En la práctica esto ha llevado a una paulatina relajación en la exigencia académica, a una menor responsabilidad por parte de los estudiantes y a una degradación de la figura del profesor, fomentando la mediocridad y, a mediano y largo plazo, creando una generación deficientemente educada y frustrada porque sólo podrá acceder a un mercado laboral acorde a un estándar académico cada vez más bajo.
Desde el 26 de marzo de 2013, Colombia empezó oficialmente el proceso de ingreso a la OCDE, lo que implica que para ser aceptados como miembros debemos ajustar estructuralmente el país según las “recomendaciones” de la organización. Siguiendo nuestra tradición irreflexiblemente imitativa, nuestro característico cortoplacismo, nuestro facilismo, nuestra acendrada e inextirpable idea según la cual debemos buscar soluciones en otros y no en nosotros mismos, sin tomar en cuenta ni causas ni consecuencias y esperando a que otros nos resuelvan nuestros propios problemas, nuestros dirigentes —la última generación que aún preserva una mentalidad decimonónica, apocada y cegada frente al oropel extranjero— volvieron a caer en el deslumbramiento y en el hechizo del vendedor de espejos.
Como lo expresó Emilio Sardi, vicepresidente de Tecnoquímicas y una de las pocas voces empresariales disidentes frente a los “beneficios” que traerá la OCDE para Colombia en su columna “Ocde-sgracia” del 24 de mayo en Portafolio, no existe ningún tipo de análisis interno, estudios previos o proyecciones serias sobre la conveniencia a mediano o largo plazo de dicho ingreso; pero sobre todo, no se han analizado las consecuencias de las transformaciones, pues tampoco hay ningún sistema de seguimiento y evaluación a los drásticos cambios que está haciendo el país en materia laboral, de salud, tributaria, agrícola, educativa, etc.

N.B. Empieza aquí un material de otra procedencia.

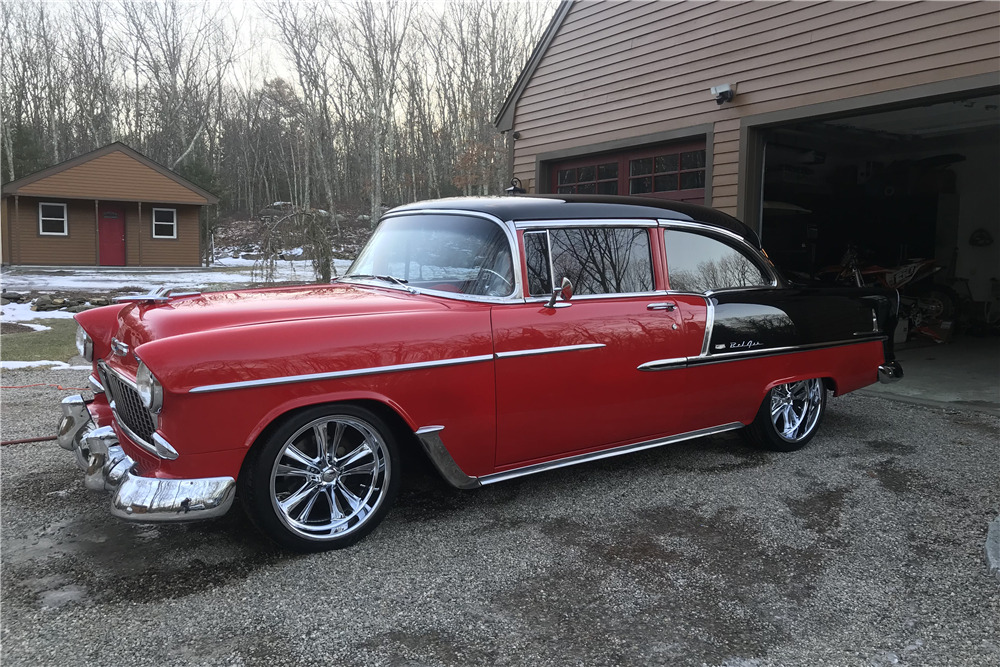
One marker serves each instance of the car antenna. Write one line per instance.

Una de las funciones de la educación cual es ser una herramienta para el mejoramiento de las circunstancias de vida anteriores —una inversión a futuro— no solo se está desdibujando poco a poco, sino que se ha transformado en lo opuesto: la inversión en educación es más onerosa que los beneficios que ulteriormente traerá para quienes realizan dicha inversión. Quienes hace una generación tuvimos el privilegio de estudiar y de tener una vida digna por hacerlo, hoy sabemos que nuestros hijos, puestos en nuestras mismas circunstancias, no tendrán las mismas oportunidades que nosotros. La calidad de vida de quienes se educan está disminuyendo año tras año. Y este es tan sólo un ejemplo de los efectos funestos que está teniendo la transformación profunda de nuestras instituciones, de nuestra sociedad y de nuestra cultura debido a la acelerada e irreflexiva toma de decisiones presionada por los burócratas de la OCDE, condicionados por intereses muy diferentes a los que piensan nuestros decimonónicos y deslumbrados dirigentes.